Aside:  I think that if this thesis is true– and I do think that it’s true or, at the very least, it is a conceptual axiom worth adopting –then it follows that every thing, object, or entity is a trial.  In the etymology above, the term “thing” is in part derived from the Old High German sense referring to lawsuit.  Perhaps we can think a lawsuit as a trial to determine what will stand.  Will the assembly, gathering, or meeting take place, will it hang together, or won’t it?  Insofar as each thing must emerge out of an ensemble or gathering of things and insofar as each of those things has its own autonomy, each thing faces the challenge of gathering that out of which it emerges.  As Latour notes in Irreductions, the mystery is not chaos and change, but rather order and unity.  Will the thing, no matter how briefly, internalize the things of which it is composed to produce yet another thing, or will it remain at the level of a diversity or a multitude?  Will the thing (noun) successfully thing (verb)?  At the heart of every thing is the problem and trial of entropy.  Will the thing thing itself and successfully survive the trial of entropy.  For this reason…
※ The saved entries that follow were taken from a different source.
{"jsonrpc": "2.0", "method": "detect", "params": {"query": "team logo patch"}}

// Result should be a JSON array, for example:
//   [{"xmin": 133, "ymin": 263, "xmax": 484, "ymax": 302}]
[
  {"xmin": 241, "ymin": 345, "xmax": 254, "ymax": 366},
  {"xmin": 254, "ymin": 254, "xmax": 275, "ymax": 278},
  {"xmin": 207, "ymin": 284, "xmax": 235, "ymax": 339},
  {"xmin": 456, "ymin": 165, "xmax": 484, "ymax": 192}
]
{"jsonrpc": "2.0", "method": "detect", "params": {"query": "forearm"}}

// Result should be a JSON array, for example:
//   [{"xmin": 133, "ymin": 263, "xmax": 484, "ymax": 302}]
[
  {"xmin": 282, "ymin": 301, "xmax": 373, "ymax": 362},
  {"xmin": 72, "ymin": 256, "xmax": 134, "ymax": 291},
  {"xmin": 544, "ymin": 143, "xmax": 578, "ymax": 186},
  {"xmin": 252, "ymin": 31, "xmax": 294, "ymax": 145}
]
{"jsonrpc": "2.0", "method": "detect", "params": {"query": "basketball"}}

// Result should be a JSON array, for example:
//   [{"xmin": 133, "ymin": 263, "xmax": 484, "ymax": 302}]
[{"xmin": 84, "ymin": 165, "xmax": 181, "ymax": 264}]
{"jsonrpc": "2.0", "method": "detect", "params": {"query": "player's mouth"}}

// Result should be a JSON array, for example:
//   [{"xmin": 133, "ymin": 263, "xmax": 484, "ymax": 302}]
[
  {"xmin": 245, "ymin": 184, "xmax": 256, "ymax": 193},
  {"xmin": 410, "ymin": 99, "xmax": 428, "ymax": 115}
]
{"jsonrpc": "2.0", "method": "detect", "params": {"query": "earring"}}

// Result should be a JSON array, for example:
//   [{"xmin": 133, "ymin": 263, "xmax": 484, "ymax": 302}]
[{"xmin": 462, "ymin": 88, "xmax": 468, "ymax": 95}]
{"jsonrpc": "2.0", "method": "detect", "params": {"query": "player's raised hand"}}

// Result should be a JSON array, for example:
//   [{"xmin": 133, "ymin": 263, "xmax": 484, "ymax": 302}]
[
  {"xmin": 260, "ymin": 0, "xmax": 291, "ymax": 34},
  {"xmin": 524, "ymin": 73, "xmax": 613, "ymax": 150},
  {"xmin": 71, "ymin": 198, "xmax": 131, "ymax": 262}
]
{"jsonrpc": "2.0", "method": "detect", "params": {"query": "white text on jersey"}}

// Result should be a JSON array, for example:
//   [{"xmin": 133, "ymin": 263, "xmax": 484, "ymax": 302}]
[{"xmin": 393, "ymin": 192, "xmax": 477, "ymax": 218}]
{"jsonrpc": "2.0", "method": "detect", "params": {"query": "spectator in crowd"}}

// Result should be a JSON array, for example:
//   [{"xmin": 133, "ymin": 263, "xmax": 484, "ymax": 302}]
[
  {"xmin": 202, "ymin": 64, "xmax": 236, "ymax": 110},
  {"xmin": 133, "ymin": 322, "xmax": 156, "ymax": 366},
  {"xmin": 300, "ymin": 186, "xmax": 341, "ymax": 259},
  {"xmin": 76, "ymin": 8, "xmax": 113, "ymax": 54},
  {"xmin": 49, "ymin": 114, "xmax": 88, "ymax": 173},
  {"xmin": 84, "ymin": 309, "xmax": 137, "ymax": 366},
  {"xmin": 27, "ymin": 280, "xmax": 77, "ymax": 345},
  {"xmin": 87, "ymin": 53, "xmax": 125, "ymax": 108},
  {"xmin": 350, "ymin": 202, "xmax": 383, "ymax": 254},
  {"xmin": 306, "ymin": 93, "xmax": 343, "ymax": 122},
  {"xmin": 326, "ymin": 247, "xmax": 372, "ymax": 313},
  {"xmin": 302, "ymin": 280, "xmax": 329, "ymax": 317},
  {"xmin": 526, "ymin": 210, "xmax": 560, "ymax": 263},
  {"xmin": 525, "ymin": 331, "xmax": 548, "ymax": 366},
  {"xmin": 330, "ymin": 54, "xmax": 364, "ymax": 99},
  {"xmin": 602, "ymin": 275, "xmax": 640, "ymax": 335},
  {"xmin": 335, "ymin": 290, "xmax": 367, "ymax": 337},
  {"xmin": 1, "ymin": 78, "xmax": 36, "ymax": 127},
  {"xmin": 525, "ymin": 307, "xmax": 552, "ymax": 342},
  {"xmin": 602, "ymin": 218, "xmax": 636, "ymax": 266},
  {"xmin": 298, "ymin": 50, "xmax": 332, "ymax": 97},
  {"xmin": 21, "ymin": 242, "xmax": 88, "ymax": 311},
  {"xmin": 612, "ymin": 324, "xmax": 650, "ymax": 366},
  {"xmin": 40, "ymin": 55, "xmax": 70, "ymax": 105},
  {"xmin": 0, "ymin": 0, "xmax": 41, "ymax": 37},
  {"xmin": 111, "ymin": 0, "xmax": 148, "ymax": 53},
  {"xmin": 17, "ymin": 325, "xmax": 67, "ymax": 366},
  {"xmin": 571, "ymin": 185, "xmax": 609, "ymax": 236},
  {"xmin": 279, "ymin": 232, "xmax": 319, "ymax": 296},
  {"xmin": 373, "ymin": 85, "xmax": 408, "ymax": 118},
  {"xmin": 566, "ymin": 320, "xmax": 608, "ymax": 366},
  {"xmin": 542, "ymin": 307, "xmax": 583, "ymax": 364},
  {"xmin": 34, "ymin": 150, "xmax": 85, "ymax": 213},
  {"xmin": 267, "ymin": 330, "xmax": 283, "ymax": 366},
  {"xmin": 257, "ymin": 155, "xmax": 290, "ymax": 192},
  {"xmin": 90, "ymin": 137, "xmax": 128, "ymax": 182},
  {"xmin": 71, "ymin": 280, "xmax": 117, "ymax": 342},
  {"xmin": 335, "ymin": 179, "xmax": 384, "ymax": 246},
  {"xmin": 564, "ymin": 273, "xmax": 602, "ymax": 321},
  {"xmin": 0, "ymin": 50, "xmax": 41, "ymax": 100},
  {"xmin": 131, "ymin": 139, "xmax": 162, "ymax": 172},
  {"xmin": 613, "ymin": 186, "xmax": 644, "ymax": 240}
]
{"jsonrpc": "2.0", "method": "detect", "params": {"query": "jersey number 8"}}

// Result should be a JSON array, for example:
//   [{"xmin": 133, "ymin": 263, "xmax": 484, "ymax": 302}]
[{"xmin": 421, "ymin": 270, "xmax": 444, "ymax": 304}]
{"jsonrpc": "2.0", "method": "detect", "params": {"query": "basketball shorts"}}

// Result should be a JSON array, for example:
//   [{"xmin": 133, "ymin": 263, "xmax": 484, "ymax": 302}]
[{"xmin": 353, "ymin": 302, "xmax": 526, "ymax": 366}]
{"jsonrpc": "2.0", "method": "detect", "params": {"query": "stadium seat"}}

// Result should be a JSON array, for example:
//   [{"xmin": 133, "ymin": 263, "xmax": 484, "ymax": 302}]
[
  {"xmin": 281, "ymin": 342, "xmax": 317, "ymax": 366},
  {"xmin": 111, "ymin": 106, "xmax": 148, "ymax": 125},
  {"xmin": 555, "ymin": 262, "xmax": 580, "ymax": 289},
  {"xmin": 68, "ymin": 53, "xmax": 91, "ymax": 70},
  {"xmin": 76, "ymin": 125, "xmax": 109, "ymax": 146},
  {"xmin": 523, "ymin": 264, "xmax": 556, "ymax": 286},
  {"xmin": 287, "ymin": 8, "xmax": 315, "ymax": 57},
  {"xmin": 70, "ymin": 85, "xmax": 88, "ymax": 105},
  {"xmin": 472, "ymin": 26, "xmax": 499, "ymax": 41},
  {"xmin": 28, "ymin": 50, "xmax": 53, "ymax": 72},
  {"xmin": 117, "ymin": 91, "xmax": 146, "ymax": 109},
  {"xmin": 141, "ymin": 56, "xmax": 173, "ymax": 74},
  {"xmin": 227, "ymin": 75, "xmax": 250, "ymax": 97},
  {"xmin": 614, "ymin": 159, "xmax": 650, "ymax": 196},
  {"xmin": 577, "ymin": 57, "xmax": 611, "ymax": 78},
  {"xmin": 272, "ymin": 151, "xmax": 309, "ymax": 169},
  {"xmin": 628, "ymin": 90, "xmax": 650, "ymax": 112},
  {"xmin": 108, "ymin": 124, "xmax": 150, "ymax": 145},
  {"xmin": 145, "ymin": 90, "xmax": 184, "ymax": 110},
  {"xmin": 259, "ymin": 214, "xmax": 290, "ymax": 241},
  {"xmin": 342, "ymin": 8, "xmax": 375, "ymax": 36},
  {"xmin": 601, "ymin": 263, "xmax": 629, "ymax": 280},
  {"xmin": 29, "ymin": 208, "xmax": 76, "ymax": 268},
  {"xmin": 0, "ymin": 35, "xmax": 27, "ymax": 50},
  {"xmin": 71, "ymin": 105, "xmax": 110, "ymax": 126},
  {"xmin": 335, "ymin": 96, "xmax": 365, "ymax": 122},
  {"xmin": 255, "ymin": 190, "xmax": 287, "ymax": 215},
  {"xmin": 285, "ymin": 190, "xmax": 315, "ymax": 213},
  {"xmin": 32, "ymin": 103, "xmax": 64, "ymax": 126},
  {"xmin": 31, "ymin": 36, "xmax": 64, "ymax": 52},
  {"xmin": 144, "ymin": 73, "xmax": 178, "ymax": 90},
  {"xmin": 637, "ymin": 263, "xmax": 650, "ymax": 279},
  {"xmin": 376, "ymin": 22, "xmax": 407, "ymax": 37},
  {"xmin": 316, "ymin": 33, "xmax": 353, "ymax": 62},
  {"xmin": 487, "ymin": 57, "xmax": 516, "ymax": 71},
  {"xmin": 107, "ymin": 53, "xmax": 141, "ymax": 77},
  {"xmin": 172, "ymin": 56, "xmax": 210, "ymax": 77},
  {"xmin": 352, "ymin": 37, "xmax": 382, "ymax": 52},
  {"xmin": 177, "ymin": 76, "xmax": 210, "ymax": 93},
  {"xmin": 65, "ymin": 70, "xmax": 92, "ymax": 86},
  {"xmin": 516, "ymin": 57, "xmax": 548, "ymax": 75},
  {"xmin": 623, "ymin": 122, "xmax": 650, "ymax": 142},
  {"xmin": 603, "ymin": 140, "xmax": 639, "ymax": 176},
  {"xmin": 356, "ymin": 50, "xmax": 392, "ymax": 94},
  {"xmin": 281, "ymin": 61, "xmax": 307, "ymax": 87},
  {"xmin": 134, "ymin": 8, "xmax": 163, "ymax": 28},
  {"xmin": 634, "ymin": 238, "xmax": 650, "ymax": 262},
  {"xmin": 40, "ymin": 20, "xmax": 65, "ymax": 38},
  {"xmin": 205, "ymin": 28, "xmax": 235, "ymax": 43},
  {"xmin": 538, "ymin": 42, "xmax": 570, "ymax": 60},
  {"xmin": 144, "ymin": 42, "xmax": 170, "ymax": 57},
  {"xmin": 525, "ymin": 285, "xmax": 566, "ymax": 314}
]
We can turn to the etymology of the term “object”.  As Chris Whitmore somewhere notes, the object is that which objects.  Always attentive to language, he is not pulling this out of thin air:

late 14c., “tangible thing, something perceived with or presented to the senses,” from Old French object and directly from Medieval Latin obiectum “thing put before” (the mind or sight), noun use of neuter of Latin obiectus “lying before, opposite” (as a noun in classical Latin, “charges, accusations”), past participle of obicere “to present, oppose, cast in the way of,” from ob “in front of, towards, against” (see ob-) + iacere “to throw” (from PIE root *ye- “to throw, impel”)
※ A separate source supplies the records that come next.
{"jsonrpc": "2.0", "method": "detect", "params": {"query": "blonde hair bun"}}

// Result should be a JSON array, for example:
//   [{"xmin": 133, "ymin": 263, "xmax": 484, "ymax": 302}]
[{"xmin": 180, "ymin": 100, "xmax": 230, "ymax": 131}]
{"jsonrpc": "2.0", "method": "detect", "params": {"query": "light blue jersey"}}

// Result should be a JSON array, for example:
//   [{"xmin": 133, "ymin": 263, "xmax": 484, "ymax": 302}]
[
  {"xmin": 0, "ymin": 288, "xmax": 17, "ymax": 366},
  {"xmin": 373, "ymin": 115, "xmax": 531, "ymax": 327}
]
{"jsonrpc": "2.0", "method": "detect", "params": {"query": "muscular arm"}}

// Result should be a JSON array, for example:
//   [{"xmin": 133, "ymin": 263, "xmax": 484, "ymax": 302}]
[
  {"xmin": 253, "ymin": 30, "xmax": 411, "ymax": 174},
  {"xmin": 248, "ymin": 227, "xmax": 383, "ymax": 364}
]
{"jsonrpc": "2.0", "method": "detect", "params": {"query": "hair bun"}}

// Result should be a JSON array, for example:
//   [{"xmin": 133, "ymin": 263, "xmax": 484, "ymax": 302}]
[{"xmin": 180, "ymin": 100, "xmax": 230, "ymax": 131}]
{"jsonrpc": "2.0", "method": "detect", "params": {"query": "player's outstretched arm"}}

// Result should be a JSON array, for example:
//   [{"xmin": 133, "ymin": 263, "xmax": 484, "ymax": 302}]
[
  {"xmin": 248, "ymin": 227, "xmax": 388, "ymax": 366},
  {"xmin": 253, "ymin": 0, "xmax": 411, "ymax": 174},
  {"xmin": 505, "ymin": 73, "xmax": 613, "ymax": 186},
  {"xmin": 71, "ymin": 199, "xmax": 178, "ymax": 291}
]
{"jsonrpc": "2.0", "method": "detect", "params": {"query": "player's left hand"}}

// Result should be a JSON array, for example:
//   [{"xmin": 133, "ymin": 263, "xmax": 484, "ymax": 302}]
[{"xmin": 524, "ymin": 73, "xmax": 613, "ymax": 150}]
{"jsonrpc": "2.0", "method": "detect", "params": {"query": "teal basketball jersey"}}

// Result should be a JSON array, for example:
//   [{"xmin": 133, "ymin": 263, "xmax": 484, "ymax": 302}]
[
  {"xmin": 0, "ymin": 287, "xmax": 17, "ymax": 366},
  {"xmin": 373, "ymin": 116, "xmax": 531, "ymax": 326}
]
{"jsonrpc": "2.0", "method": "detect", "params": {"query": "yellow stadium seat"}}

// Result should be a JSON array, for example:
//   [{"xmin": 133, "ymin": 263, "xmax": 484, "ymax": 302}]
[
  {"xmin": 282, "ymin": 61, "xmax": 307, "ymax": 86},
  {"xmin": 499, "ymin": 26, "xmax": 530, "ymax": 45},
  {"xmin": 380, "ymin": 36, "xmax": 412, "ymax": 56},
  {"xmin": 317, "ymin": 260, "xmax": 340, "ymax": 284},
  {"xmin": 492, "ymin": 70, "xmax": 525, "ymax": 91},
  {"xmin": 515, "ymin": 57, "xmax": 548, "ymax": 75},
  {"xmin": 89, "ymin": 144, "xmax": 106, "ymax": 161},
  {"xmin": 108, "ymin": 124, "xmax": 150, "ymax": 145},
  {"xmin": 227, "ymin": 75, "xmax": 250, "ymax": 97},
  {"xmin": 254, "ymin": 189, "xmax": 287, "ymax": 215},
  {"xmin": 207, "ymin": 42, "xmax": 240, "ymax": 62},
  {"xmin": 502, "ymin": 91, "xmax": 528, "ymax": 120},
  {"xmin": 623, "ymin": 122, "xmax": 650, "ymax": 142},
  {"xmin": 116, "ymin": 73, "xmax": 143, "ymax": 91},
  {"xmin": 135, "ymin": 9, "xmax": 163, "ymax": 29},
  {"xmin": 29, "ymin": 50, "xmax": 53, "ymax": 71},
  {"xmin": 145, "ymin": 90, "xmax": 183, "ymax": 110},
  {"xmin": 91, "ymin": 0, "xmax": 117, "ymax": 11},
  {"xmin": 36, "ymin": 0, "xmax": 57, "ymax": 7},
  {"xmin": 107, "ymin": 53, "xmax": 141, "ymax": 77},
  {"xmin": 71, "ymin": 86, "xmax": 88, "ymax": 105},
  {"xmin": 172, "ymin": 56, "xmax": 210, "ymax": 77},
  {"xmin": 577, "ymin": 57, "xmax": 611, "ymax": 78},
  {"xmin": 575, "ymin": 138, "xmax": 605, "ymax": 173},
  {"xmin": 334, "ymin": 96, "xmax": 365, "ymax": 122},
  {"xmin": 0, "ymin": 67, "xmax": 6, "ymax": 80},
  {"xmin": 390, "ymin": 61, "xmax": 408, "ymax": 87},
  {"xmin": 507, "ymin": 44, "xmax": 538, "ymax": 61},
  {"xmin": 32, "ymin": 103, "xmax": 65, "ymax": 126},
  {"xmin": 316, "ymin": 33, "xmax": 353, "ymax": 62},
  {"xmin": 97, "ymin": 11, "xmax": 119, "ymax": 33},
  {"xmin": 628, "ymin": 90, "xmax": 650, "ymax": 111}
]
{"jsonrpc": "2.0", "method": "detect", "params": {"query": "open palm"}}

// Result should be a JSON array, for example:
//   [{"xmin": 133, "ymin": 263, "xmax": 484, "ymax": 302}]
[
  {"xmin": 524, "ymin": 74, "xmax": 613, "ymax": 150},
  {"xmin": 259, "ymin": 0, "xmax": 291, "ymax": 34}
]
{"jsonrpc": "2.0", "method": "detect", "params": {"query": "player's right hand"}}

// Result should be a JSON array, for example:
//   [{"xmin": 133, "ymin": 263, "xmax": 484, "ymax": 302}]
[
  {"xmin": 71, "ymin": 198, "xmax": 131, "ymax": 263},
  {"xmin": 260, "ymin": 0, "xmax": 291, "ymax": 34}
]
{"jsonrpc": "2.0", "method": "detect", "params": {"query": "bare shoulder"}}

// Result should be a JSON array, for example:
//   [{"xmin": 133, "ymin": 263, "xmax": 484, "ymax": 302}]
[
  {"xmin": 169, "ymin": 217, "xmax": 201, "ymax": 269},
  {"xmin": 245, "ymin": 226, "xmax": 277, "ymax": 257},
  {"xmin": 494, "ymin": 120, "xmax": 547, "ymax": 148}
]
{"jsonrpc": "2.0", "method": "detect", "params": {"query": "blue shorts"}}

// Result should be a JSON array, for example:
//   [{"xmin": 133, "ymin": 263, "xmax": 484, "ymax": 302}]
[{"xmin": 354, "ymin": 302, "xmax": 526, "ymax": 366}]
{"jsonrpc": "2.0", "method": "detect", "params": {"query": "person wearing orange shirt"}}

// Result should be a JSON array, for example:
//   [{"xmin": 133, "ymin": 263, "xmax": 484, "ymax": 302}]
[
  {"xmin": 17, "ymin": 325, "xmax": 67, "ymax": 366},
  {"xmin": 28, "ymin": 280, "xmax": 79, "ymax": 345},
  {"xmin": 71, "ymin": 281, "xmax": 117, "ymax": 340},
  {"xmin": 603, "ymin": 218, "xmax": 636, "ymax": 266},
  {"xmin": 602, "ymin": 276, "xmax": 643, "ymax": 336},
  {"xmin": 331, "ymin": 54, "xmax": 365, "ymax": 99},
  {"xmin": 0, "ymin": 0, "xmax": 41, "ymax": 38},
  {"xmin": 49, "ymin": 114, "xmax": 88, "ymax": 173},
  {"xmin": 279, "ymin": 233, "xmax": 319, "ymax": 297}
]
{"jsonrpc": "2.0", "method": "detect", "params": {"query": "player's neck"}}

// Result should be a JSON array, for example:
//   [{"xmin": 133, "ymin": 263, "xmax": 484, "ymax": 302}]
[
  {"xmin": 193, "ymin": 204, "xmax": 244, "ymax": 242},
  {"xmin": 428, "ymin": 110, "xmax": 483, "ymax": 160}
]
what-is-mist-730x410The thing or object is that which objects, which opposes, or which is “in the way of it”.  As a network of relations, as an assemblage of other object(ions), the thing things when, arising out of the composite, there is something of that thing that is irreducible to the things that meet together or that it gathers together.  We are before a thing or object when that thing is irreducible to the parts of which it is composed.  There is something of the thing that emerges out of the things that objects and charges and accuses other things.  Suppose we take the example of a university.  In a pseudo-formulation of the thesis in Kant’s second antinomy, we could say that the university is nothing but the students that attend it, the administration, the staff, those who work there, and the building.  Here the university is a sort of “mist” that is completely reducible to all of these other things and the activities and interactions among these things.  It is even less than a mist.  It is an epiphenomenon.    It is literally no-thing.  According to the antithesis in Kant’s second antinomy, however, the university is a thing over and above all of these other things.  They are things and it is a thing and it is a thing that wraps these things within itself to become the thing that it is.  And if it is a thing, it is a thing because it objects, because it has a resistance internal to itself, that is irreducible to these other things.  Indeed, the university as a thing is something that all of these other beings must navigate and contend with.  It becomes an impediment to their aims and will that they must negotiate with, just as the artist must negotiate with her tools, paints, and canvas in bringing the painting to light.  It was Kafka who was the novelist of these sorts of things.  The court and the castle are nothing but the people, documents, and buildings in which these affairs transpire, but it is something above them as well that all of them and Joseph K. must navigate without being able to eradicate it.  So it is with all things.